I come from a graphic design background and recently started taking up electronics as a hobby. When I first started in the design field, while in school, felt like everyone around me was more skilled and more creative than I was. I started really cracking down thinking that perhaps being more technically skilled might help to compensate where my creativity was lacking. But now that I am working in a successful design career, I realize that improving your technical skills in parallel can improve your creativity.
Everyone can learn to be creative, just like everything else, it takes practice.
omega supreme:
Which is more important? Finding bugs or running test procedures? I’ve tried end user and ad hoc testing and I can’t seem to find any bugs. Can I be an automaton just running test procedures? Will I get fired or laid off by just being strictly a procedure tester?
Either way you still have to run procedures. If you find a bug, how will someone replicate it if you don’t tell them exactly what you did? (one of my pet peeves about some testers I’ve worked with) How will anyone know after 5 years of changes if the bug has been reintroduced if there aren’t regression procedures to run?
neildarlow is correct in that there are two main tasks of testing and two very different personality types that excel at each.
You are really not being very clear about what you do!
What does “I just take logs” mean? If you are a tester, then what did you do to find a defect? Are you following a process or just randomly poking around? Finding bugs isn’t very useful unless you can tell someone how to recreate the bug.
lyndon:
You are really not being very clear about what you do!
What does “I just take logs” mean? If you are a tester, then what did you do to find a defect? Are you following a process or just randomly poking around? Finding bugs isn’t very useful unless you can tell someone how to recreate the bug.
I test software. I run procedures that others create. If some bug occurs randomly I can capture logs built into the code and include it in my problem report. If I didn't write once issues (ie. with no steps to reproduce) I would have a zero bug count. Bug count is the main performance metric. I'm known for pushing test progress but I run the same procedures over and over again, the ones I feel comfortable with and can get done fast. I stay away from the new feature, complex tests. I have a bad reputation for cherry picking the short, easy tests to inflate my test count. How can I grow to become more than just a monkey tester, automaton?
Honestly, it sounds like you are working for a company who doesn’t respect you, if what you say is true, this seems like a high stress environment which in and of itself would prevent creativity.
In any case to become creative (it can definitely be done) you need to dig into WHY the procedures are what they are. You need to develop a working model in your mind for cause and effects of the thing that you are testing. Why does it work like that, does it make sense? Think about the customers, put yourself in their shoes what they would do and think. Ask your boss for career development opportunities, if they value you as a employee, they will invest in making you more effective.

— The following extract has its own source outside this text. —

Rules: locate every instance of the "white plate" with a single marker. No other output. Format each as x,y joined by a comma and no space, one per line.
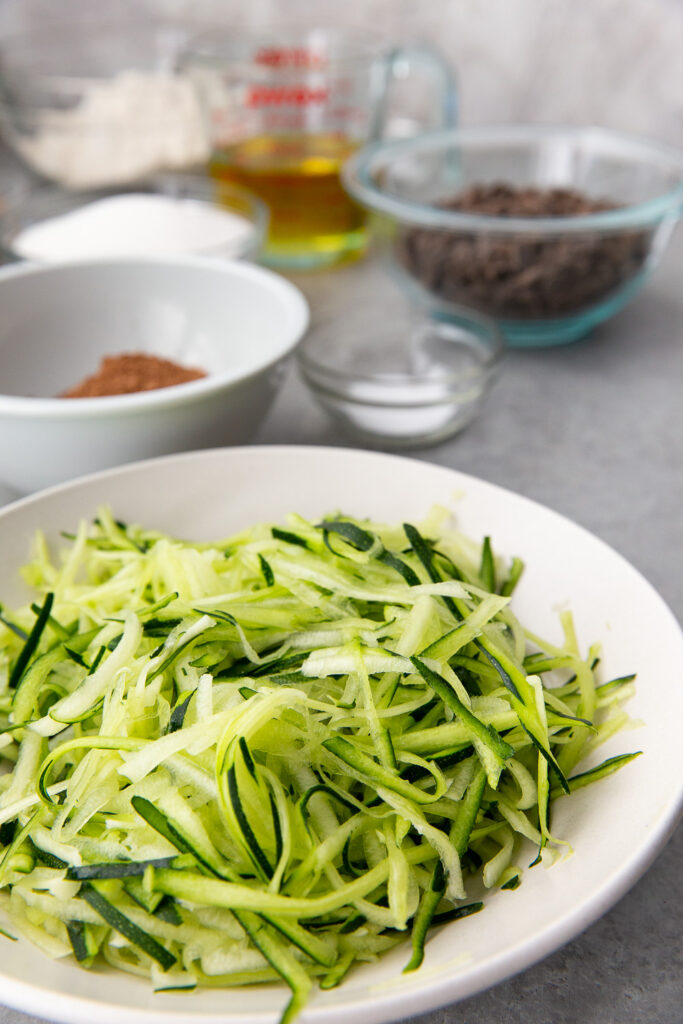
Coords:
615,826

I am sorry for being the one that’s negative, but if you have to ask what to read/study, then you will always be the “Monkey.” Why not just read/study everything you can?
I can’t remember anything so it’s not possible for me to learn everything. I need to be selective. I apologize if it sounds like I’m making excuses, which are tools of the incompetent.

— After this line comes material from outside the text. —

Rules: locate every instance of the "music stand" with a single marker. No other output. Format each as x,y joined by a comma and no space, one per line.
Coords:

STOP putting yourself down this way. Talking like that (with negative absolutes) you are seeding more thoughts in yourself that will become self-fulfilling prophesies. You fail at something because you can’t see it any other way. Thinking negative makes you act negative, which in turn makes you feel negative. And that gives all the reasons to think negative again. It truly is a vicious circle. Please, take some time and read through your posts in this thread again, to reflect on it.
Honestly, been there, done that, … still doing it, but less. (Yes, I’m being a hypocrite now. It seems work for me as a self-healing method. Inducing an honest look at myself) No matter where you work, or precisely what you do for an occupation, this is unhealthy. It kills creativity! Surely you have good qualities also. Even if they are hard to come up with right now. They might be hidden under a thick dark blanket because you seem to have made this thinking into a long standing habit. So it will take some time, energy and effort (tears even) to become aware of those. Maybe it also needs professional counselling to get there. A job counsellor, psychologist or maybe even psychiatrist. At least talk about this with your doctor. I sure did need them about 12 years ago. It took a while, but I’m starting to see the benefits now of why my brain is wired as it is, right next to the drawbacks I have with it. Once you start to appreciate the good and the bad about yourself the thinking machine kicks in again and creativity will come back again. No doubt about it.
If I build circuits in a electronics lab kit, just following the breadboard instruction without really knowing what’s going on, will I eventually learn through osmosis?
Or am I better off just reading and studying electronics books?
What’s the most efficient way to learn, understand, digest, master and memorize a ton of specs, old and new. Should I be focusing more on the white papers, user experience specs, requirements, or test procedures.